Una sonrisa apareció en los finos labios del Alguacil cuando se inclinó hacia fray Tomás para anunciarle:

—Por cierto, el mes próximo viene su eminencia reverendísima. Daremos lectura al Edicto de Fe en vuestro convento —Dejando escapar una risa, se echó hacia atrás, en el respaldo de la silla—. Ardo en curiosidad por saber cuántos apóstatas serán delatados

El pintor le dirigió una mirada de desaprobación. El Alguacil Mayor la sostuvo.

— Será un honor recibiros a vos, y a su eminencia el Obispo en nuestra humilde casa, ilustrísima — Alonso admiraba la paciencia de fray Tomás.

Hortigosa asintió.

—Os lo agradezco, reverendo. Para bien o para mal, ahí estaré.

Al prior de San Francisco le dejó tan mal sabor esa conversación, que rehusó aguardar el atardecer. Pidió a Avelino una mula prestada para llevar el equipaje y salieron de San Roque.

El ídolo

Una tormenta que tiró árboles y varias chozas del barrio de San Francisco, al que la gente llamaba Campechuelo, impidió que la fiesta del santo patrono, el 4 de octubre, se celebrara con el lucimiento acostumbrado.

Ya instalado en el convento, Alonso se resignó a no conocer la fiesta más importante del año en Campeche y se dedicó a trazar bocetos.
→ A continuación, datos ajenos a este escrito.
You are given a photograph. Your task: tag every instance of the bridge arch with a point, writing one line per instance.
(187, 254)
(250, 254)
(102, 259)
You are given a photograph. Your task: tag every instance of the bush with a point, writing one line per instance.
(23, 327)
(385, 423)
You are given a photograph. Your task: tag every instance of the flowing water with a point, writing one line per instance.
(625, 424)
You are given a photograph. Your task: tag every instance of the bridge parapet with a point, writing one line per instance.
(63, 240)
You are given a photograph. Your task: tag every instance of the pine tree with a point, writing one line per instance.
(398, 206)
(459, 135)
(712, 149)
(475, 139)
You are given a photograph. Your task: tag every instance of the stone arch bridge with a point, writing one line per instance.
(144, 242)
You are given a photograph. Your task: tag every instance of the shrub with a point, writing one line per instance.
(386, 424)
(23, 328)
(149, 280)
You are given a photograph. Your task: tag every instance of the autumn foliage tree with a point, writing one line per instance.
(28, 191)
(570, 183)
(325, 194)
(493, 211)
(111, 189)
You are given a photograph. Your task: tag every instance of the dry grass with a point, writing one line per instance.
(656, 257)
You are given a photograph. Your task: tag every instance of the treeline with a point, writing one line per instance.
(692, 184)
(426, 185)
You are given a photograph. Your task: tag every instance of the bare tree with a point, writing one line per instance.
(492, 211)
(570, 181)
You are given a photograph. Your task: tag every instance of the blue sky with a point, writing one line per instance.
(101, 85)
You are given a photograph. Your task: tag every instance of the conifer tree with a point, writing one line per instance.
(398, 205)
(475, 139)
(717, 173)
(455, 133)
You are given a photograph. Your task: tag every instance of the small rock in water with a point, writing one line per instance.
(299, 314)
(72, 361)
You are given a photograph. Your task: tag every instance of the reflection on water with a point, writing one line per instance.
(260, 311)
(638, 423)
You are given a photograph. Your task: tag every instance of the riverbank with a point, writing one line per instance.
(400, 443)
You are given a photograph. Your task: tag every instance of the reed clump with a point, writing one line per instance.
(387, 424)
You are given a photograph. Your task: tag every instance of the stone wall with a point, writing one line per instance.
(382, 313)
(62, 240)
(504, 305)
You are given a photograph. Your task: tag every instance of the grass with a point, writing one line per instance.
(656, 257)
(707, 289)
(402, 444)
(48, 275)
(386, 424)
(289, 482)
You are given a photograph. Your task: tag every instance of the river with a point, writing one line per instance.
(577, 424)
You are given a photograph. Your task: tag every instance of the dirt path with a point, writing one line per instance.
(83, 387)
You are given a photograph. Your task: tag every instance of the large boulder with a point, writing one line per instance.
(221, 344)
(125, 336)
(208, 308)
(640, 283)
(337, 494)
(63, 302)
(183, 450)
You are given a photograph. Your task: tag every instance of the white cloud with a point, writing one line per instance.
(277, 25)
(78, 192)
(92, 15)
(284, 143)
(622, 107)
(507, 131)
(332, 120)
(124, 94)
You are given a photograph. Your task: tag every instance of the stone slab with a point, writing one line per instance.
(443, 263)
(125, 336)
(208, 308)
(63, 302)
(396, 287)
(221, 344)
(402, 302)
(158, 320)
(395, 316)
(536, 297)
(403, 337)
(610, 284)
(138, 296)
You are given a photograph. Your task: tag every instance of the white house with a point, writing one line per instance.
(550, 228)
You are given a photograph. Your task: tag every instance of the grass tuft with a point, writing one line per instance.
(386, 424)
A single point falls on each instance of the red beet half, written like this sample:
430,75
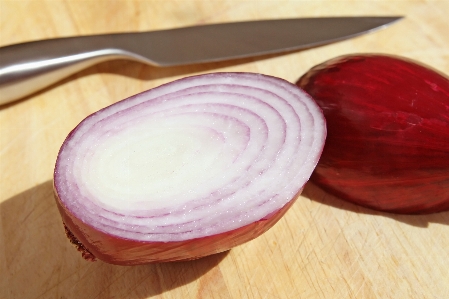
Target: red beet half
388,132
187,169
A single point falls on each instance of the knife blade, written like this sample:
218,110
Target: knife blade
28,67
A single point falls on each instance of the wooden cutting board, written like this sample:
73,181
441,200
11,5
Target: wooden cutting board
323,247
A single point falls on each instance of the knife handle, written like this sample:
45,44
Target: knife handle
28,67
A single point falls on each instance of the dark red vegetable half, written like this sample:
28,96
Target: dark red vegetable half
388,132
187,169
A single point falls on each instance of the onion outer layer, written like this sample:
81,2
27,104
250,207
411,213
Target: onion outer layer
387,146
285,165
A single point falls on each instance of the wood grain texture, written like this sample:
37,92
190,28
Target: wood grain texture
322,248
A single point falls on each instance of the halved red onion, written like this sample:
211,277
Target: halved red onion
187,169
388,132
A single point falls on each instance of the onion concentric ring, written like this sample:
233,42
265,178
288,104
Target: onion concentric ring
204,157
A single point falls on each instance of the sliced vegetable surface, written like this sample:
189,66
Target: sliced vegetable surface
187,169
388,132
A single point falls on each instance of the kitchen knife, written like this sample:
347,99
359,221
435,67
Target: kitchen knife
28,67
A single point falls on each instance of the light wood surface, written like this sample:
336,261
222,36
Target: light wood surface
322,248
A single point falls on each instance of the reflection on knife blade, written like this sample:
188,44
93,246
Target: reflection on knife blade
28,67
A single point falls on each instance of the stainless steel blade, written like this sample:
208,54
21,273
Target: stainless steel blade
28,67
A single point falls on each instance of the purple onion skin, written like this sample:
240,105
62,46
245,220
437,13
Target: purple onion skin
96,244
387,146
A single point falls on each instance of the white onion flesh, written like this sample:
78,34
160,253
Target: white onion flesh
193,158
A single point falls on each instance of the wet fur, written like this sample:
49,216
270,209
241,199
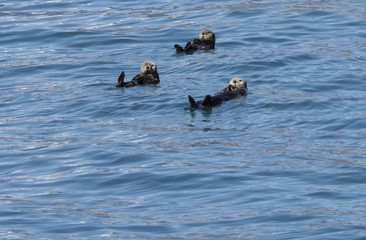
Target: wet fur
148,75
206,41
228,93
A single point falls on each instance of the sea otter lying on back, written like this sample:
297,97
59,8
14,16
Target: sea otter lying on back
237,87
205,41
148,75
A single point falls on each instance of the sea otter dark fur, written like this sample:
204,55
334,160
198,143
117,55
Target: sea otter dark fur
148,75
205,41
237,87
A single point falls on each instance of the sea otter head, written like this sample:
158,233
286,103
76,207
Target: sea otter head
238,83
148,67
207,35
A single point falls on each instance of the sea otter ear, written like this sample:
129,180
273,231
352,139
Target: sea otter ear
121,79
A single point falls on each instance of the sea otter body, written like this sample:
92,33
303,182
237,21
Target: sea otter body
205,41
237,87
148,75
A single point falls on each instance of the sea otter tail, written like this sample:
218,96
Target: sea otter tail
121,79
192,102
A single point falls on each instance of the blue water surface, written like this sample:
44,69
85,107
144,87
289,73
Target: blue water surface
81,159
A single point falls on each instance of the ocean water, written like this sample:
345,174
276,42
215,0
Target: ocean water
81,159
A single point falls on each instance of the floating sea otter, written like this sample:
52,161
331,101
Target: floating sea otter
148,75
237,87
205,41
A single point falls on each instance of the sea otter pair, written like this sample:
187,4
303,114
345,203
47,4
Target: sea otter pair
206,41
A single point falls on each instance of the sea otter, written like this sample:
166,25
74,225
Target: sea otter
205,41
237,87
148,75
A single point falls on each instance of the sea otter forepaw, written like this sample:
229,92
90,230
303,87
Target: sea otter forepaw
121,79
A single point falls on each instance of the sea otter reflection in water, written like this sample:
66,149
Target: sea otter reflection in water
237,87
148,75
205,41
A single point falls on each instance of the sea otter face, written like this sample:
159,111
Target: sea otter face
207,35
238,83
148,67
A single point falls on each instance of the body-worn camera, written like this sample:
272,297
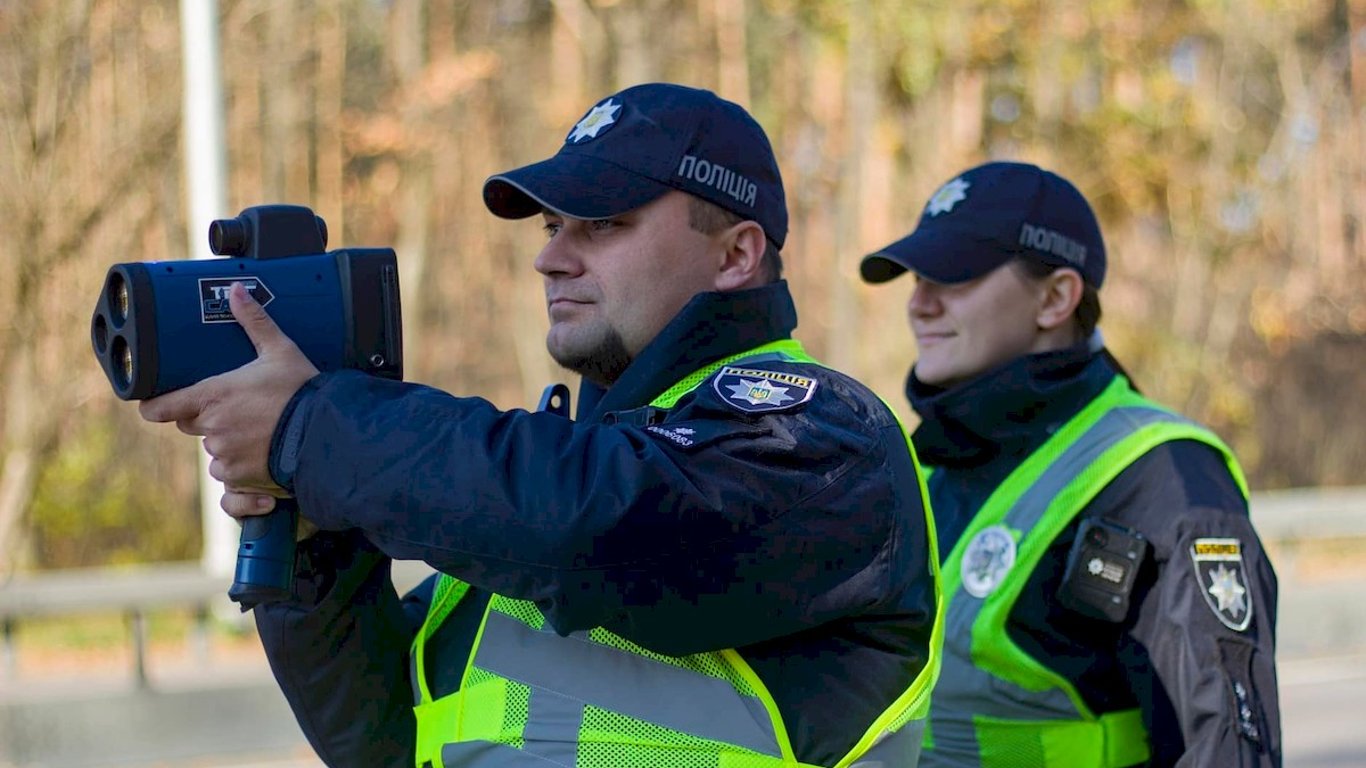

Para el 12, día de Nuestra Señora del Pilar, el cielo ya lucía su intenso azul. Cerca del crepúsculo, cuando los frailes ya habían celebrado su oficio de vísperas y acababan de retirarse silenciosamente a sus celdas, el pintor subió al coro de la iglesia, para contemplar el atardecer sentado en el alféizar de la ventana. Al tocar el horizonte de ese mar, ahora tranquilo como inmensa laguna, el sol teñía de majestuosos tonos de oro y rosa las nubes, que parecían acercarse para contemplar el tesoro de un cofre recién abierto.

Los nimbos, todavía iluminados, se iban volviendo grises. Desde su involuntario puesto de vigía, el pintor vio acercarse a una pareja desde la puerta de Campechuelo. El hombre y la mujer, cuyo rostro no podía distinguir por el contraluz y la opacidad del vidrio, se arrodillaron al pie de la cruz del atrio, y empezaron a cavar con un palo.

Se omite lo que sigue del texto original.